With negotiations over a federal stimulus package still at a stalemate, mass transit agencies must contend with passing their budget proposals for next year with massive deficits.

The MTA, which is running reduced service and still burning through $200 million every week, is considering cutting service up to 50 percent — a move that would increase wait times for buses, subways and trains and further slow the city’s economic recovery. Layoffs of thousands of workers and fare and toll hikes beyond planned increases are also on the table.

Foye has repeatedly called on the Trump administration to provide $12 billion in aid to help the cash-strapped agency and directed his ire at Senate Republican leadership for the logjam. He has warned the authority is facing a “fiscal tsunami” from the steep drops in ridership that decimated its farebox revenue.

Bob Foran, the chief financial officer of the MTA, said he will present two budgets to the MTA board in November — one that assumes the transit authority gets financial aid and another that assumes the worst. Board members will vote on a final budget in December, but there’s room to pass updates early next year, Foran said.

The MTA plans to borrow $2.9 billion from the federal reserve, which could buy it time to wait for additional aid under a Biden presidency.

“Obviously the refusal of … the Republican leadership in the United States Senate to agree on funding for mass transit ... is terribly disappointing and problematic and leaves us facing the largest financial challenge that the MTA has ever faced by orders of magnitude,” Foye said in October.

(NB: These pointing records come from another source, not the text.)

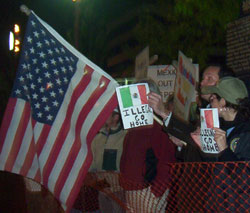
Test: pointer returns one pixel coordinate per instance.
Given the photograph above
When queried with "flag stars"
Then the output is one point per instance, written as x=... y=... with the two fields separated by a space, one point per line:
x=18 y=92
x=41 y=54
x=58 y=81
x=37 y=106
x=36 y=34
x=60 y=59
x=46 y=42
x=39 y=114
x=34 y=61
x=44 y=65
x=63 y=69
x=60 y=91
x=33 y=23
x=24 y=66
x=21 y=78
x=55 y=103
x=50 y=52
x=47 y=74
x=71 y=68
x=44 y=99
x=49 y=85
x=35 y=96
x=52 y=61
x=39 y=44
x=65 y=80
x=29 y=76
x=56 y=72
x=32 y=86
x=42 y=89
x=32 y=50
x=49 y=117
x=53 y=94
x=43 y=32
x=29 y=39
x=62 y=50
x=39 y=80
x=47 y=108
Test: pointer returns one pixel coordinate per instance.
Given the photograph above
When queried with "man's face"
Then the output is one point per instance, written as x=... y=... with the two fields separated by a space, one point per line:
x=210 y=78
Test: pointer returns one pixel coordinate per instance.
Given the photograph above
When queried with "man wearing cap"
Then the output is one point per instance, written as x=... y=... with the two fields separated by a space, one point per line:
x=230 y=97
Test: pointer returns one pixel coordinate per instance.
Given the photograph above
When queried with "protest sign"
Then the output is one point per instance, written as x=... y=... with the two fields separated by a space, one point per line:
x=209 y=119
x=133 y=104
x=185 y=92
x=164 y=76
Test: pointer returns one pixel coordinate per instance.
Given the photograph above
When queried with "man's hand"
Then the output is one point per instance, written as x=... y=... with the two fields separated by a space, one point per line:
x=196 y=136
x=220 y=138
x=156 y=103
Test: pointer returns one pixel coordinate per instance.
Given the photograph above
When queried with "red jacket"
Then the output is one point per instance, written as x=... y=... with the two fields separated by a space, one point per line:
x=132 y=165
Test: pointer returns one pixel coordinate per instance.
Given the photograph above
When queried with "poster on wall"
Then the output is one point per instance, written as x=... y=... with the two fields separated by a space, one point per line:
x=164 y=76
x=133 y=104
x=185 y=89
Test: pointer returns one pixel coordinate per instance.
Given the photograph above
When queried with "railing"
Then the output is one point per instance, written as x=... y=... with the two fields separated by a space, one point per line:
x=194 y=187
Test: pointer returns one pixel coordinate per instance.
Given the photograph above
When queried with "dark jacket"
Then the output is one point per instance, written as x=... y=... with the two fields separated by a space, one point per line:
x=238 y=142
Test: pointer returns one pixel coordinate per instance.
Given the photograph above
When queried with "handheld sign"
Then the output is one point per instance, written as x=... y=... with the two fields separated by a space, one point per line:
x=209 y=119
x=133 y=104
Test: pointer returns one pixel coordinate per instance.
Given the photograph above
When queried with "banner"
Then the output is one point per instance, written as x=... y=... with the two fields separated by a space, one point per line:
x=209 y=120
x=164 y=76
x=133 y=103
x=59 y=102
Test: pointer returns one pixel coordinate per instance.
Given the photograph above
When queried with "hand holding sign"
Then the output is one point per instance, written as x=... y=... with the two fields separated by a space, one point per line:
x=220 y=138
x=133 y=103
x=209 y=120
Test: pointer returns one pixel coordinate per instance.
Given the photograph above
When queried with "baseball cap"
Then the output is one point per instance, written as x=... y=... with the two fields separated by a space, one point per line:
x=229 y=88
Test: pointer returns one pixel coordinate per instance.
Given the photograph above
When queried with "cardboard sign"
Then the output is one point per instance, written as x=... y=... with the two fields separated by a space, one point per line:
x=133 y=104
x=209 y=119
x=164 y=77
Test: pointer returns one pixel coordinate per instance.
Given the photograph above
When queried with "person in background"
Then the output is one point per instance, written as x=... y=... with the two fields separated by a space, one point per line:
x=210 y=77
x=230 y=97
x=107 y=149
x=144 y=168
x=229 y=182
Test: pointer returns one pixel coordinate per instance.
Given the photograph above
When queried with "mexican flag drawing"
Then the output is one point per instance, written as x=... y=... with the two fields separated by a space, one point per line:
x=133 y=104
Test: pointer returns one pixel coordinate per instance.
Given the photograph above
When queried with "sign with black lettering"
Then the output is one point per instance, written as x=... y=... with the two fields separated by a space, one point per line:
x=164 y=77
x=133 y=104
x=209 y=119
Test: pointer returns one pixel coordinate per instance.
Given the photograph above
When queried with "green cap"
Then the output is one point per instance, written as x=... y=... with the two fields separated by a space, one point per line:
x=229 y=88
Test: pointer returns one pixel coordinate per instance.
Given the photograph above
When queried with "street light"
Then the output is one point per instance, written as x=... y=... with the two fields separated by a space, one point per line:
x=76 y=24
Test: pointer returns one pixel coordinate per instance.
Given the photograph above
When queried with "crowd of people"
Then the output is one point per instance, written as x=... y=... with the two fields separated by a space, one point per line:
x=141 y=154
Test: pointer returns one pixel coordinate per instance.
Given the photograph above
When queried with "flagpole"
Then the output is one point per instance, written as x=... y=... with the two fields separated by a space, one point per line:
x=25 y=9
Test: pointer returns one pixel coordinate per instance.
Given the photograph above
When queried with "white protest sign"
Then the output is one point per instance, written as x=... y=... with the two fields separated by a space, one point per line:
x=209 y=119
x=185 y=87
x=164 y=76
x=133 y=103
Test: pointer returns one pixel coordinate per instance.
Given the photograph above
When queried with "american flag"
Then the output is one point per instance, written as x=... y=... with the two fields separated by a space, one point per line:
x=59 y=102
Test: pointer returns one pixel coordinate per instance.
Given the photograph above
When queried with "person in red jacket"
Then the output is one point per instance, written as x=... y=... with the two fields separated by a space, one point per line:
x=147 y=150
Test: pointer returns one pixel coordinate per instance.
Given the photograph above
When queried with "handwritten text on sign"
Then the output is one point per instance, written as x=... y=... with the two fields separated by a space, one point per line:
x=133 y=104
x=209 y=119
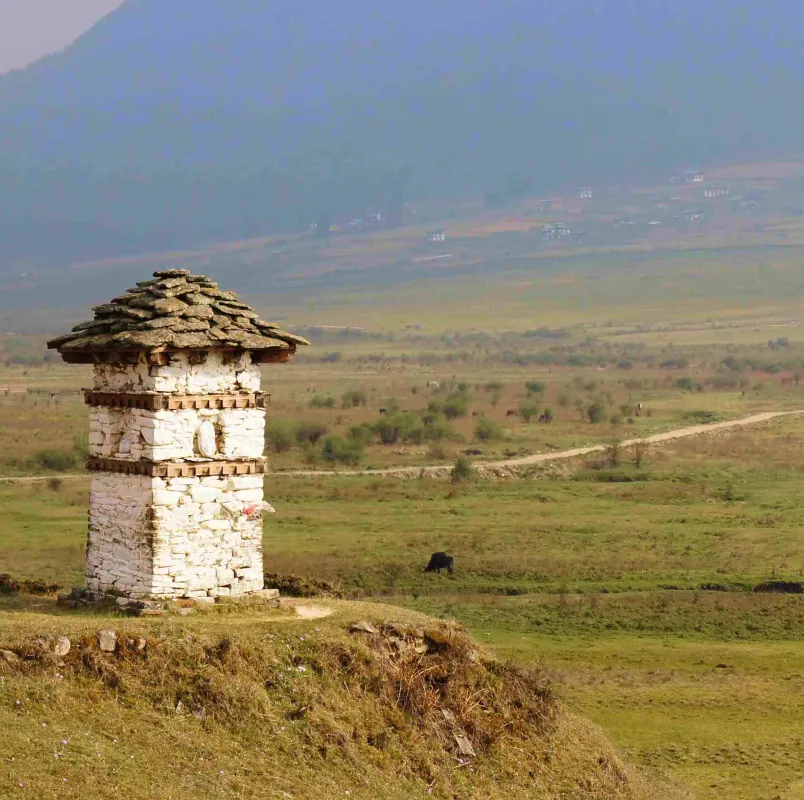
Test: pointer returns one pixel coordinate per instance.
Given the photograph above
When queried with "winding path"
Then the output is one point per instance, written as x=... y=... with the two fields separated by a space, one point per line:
x=513 y=463
x=559 y=455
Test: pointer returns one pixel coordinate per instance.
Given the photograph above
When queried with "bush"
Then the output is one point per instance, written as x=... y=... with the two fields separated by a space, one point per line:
x=528 y=410
x=487 y=430
x=436 y=428
x=361 y=434
x=535 y=387
x=338 y=450
x=462 y=470
x=56 y=460
x=279 y=435
x=456 y=405
x=596 y=412
x=312 y=432
x=354 y=398
x=322 y=401
x=404 y=427
x=702 y=417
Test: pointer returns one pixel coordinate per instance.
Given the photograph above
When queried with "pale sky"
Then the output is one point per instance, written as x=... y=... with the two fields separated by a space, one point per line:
x=30 y=29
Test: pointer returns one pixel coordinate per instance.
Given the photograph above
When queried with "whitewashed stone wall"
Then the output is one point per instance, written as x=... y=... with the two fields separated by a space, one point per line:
x=134 y=434
x=120 y=545
x=180 y=376
x=175 y=538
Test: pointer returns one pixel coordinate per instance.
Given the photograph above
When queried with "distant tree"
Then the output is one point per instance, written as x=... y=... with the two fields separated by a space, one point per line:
x=462 y=470
x=528 y=410
x=595 y=412
x=487 y=430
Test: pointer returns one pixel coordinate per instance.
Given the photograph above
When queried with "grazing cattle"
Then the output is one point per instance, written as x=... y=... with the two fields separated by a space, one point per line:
x=780 y=587
x=439 y=561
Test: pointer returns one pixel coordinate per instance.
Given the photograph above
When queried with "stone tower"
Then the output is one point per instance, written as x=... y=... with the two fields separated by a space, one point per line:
x=176 y=439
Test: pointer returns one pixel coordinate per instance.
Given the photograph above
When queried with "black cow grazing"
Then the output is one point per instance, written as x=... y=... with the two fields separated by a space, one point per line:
x=439 y=561
x=780 y=587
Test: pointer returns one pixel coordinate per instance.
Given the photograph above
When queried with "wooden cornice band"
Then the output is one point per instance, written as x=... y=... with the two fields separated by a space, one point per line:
x=169 y=402
x=169 y=469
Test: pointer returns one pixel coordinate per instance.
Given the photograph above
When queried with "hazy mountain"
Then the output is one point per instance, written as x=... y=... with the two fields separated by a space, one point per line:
x=177 y=121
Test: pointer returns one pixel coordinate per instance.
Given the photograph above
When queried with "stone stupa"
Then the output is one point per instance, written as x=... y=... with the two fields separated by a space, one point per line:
x=176 y=445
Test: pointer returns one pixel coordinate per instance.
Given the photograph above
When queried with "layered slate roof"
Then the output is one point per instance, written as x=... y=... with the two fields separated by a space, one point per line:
x=175 y=311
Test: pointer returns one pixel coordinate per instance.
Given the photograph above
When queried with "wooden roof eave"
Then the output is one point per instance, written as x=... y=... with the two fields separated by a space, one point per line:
x=162 y=356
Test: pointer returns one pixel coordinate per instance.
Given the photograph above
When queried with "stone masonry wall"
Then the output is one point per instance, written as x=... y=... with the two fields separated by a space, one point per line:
x=175 y=538
x=134 y=434
x=119 y=548
x=180 y=376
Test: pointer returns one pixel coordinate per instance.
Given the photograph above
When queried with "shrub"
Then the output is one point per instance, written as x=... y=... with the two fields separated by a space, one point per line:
x=456 y=405
x=279 y=435
x=338 y=450
x=487 y=430
x=322 y=401
x=437 y=428
x=596 y=412
x=402 y=426
x=528 y=410
x=312 y=432
x=702 y=417
x=462 y=470
x=56 y=460
x=436 y=452
x=361 y=433
x=354 y=398
x=535 y=387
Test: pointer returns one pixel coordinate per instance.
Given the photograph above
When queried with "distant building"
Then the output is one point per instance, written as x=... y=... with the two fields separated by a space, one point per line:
x=552 y=233
x=716 y=190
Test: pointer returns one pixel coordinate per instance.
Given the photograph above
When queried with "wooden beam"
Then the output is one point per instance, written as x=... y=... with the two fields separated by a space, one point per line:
x=174 y=469
x=277 y=356
x=170 y=402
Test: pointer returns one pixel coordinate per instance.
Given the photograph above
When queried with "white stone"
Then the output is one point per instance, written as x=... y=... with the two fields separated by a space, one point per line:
x=177 y=537
x=249 y=495
x=204 y=494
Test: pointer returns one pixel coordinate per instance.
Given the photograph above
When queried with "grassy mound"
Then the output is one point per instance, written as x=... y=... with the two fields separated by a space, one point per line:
x=255 y=704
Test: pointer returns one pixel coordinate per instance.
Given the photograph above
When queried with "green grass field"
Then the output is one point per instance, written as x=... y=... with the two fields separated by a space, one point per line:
x=573 y=570
x=631 y=586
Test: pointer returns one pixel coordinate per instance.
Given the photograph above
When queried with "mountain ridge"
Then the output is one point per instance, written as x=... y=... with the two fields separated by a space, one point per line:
x=172 y=123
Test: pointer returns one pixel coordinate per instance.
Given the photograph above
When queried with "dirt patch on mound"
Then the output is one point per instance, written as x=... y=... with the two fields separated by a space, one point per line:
x=9 y=585
x=297 y=586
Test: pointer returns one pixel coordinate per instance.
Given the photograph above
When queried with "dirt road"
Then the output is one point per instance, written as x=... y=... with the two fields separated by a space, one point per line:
x=668 y=436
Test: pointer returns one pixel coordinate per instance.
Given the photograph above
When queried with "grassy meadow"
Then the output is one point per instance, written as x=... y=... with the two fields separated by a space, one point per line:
x=631 y=585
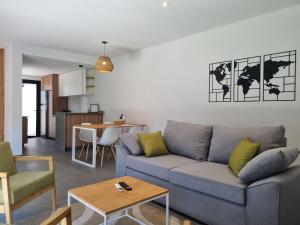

Rick Cotton, executive director of the Port Authority of New York and New Jersey, has asked the federal government for $3 billion to make up its historic revenue shortfall from the pandemic. Without an influx of aid, the bi-state agency had warned it may have to cut planned capital projects — including much needed upgrades to the bus terminal in midtown Manhattan and a redevelopment project for John F. Kennedy Airport.

“The impact of the Covid-19 virus on our expense lines has been devastating,” Cotton told POLITICO in a June interview.

Mass transit operators collectively received $25 billion in aid under the CARES Act, the federal stimulus package passed in late March. That included $3.9 billion for the MTA that it has already used up because of the continued economic fallout.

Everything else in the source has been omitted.